Wednesday, August 03, 2005

The fanfic which dare not speak its name

One of my army of gorgeous female admirers asks in an e-mail:

"I see more manga porn than manga anything else. Could that possibly have something to do with the sales volume?"

Hmm...good question! I'm not especially knowledgable on manga, but I can imagine a number of possible reasons for this.

For one thing...to the general public, western comics are defined by their recognizable characters; manga is recognized by an artistic style. That gross oversimplification would cause a million comics and manga fans to puke their guts out, but I hope you know what I mean! When it comes to pornographic drawings, you can identify it as "manga" relatively simply by giving the girls big eyes and tiny noses and little pointy chins. By contrast, to define something as western comics porn, you'd have to have Wonder Woman or Supergirl or something.

That said, there IS a large "superheroine porn" subculture out there. I don't know how many people would recognize my current Tribe avatar as a character from a Disney Channel cartoon show called "Kim Possible" -- watch it sometime, it's awesome! -- but I recently discovered there are several webrings devoted to advocating/speculating on/depicting sexual relations between Kim and her adversary, the supervillainess Shego. I read some of the fanfic out of curiosity -- honest, officer, it was purely for research purposes -- and the funny thing was that it wasn't what I expected: crass male exploitation of wanting to see two hot chicks getting it on. These were mostly female fans, a la the Kirk/Spock subculture, and they really are FANS of the show; their erotica was created out of love for the characters. Perverse scary love, perhaps, but real affection nonetheless.

Which brings me to the next point: you see more manga porn than manga anything else because there's more porn anything than anything else. This is especially true for anything genre. All those authorized Star Trek series and movies and books and comics, numerous as they are, would be buried under the vast avalanche of ST porn. For all its bad reputation, there's something inherently cool about the idea of fan fiction to start with: instead of merely being passive consumers of corporate-produced entertainment, fans want to claim their favorites as their own to do with as they please.

That so much fan-created work is erotic and/or pornographic isn't an accident, and isn't solely because these fans are sexually frustrated; it's also that the culture is tangled in a lot of hypocrisy and mixed messages about sexuality, and the product put out by the mass media is simultaneously titillating AND denuded of overt real sex, owing to "standards of local decency" and the complaints of moral watchdog groups.

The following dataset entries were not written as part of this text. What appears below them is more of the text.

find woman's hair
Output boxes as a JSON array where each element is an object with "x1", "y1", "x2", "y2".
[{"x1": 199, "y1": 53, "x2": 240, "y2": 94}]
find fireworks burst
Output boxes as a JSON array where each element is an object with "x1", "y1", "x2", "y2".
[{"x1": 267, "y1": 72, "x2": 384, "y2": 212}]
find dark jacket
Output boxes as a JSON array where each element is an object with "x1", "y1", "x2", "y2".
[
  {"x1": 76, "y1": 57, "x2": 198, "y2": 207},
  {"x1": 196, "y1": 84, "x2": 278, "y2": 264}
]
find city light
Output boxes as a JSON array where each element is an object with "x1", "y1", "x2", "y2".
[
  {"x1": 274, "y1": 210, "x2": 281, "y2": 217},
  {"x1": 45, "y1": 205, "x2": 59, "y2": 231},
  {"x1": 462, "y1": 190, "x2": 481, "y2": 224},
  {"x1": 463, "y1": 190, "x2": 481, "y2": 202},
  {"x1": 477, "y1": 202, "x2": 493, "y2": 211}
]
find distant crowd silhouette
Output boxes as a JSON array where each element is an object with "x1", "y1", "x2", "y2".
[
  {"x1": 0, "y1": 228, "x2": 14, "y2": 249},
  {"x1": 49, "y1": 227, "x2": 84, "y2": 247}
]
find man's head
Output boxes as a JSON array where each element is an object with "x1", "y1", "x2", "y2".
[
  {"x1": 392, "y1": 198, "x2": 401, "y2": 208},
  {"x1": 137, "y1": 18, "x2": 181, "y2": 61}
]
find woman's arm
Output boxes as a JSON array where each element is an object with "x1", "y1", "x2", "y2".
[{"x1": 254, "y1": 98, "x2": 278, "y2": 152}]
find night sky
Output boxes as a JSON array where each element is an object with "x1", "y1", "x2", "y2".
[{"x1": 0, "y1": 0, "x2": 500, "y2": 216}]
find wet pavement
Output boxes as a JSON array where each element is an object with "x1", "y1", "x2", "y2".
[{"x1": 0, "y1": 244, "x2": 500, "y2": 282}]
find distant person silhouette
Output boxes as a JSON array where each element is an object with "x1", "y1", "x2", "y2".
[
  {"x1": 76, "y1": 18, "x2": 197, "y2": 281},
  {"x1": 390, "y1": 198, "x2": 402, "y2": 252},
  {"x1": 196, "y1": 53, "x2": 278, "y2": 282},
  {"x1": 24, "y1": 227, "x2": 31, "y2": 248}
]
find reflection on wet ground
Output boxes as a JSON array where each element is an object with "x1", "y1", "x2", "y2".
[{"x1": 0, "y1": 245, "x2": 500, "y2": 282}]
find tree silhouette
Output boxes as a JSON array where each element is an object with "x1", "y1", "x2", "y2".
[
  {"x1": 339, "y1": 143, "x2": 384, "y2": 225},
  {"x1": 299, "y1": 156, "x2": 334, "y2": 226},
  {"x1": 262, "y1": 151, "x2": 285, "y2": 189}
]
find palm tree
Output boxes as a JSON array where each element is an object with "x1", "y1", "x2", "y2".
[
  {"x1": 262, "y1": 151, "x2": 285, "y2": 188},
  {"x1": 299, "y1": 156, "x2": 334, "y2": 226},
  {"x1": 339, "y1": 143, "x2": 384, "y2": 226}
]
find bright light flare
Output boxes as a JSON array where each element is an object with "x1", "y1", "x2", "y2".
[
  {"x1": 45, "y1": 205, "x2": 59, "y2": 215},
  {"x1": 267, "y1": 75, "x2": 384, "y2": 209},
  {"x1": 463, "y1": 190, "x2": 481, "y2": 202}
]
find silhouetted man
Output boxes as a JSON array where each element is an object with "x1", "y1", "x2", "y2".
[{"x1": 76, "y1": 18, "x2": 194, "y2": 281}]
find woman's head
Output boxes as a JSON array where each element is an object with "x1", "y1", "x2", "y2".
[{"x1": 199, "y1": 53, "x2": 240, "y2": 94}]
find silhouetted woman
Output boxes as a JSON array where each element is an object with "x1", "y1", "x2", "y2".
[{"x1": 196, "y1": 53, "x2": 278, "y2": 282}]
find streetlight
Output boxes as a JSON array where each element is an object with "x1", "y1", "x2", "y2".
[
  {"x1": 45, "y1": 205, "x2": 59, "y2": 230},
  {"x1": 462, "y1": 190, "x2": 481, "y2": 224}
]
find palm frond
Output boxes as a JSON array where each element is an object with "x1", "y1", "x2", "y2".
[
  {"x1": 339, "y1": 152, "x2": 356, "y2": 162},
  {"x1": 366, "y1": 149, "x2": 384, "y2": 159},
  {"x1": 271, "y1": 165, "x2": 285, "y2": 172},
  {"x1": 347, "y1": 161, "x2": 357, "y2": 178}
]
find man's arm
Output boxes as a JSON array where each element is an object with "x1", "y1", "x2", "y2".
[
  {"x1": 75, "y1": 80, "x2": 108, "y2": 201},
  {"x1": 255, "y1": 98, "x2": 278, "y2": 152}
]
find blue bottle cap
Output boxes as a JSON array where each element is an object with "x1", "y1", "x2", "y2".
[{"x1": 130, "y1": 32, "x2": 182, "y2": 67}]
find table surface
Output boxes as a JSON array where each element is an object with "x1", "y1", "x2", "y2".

We all know the Disney Channel is NOT going to show Kim Possible losing her virginity, or suggest that Shego might have Sapphic tendencies, so fan fiction depicting this automatically becomes more illicit -- and correspondingly more attractive -- but it's also a way of adding a kind of "realism" in some sense. The Star Trek series might tease their viewers with Seven of Nine or T'Pol in a tight leotard; the fans resolve the tension between the implied sexuality and lack of actual depicted sex by writing erotic stories. Or Photoshopping fake nude photos of Jeri Ryan and Jolene Blalock. (Look, the real world isn't a pretty place.) By contrast, I don't think anyone writes erotic fanfiction about porn stars. I could be wrong about that.

And finally: yes, there's a lot more sexually explicit manga to start with. Japan didn't have the artificially mandated definition of comics being for kids that we had imposed on us in America by Estes Kefauver (acting on the well-intentioned but seriously misguided guidance of Dr. Wertham) which led to the Comics Code and the eradication of comic books aimed at grownups for decades. For the Japanese, comics were a medium instead of a children's genre, so there was always adult stuff and porn widely available even as our stuff was being censored. Some of the stuff published in the States before the Comics Code came along was surprisingly risque -- and lurid, and violent, and gross -- and if American history had gone a slightly different way, "adult" comics might be as widespread here as Harlequin romances are.

Did I answer the question at all in the above rambling? I have no idea.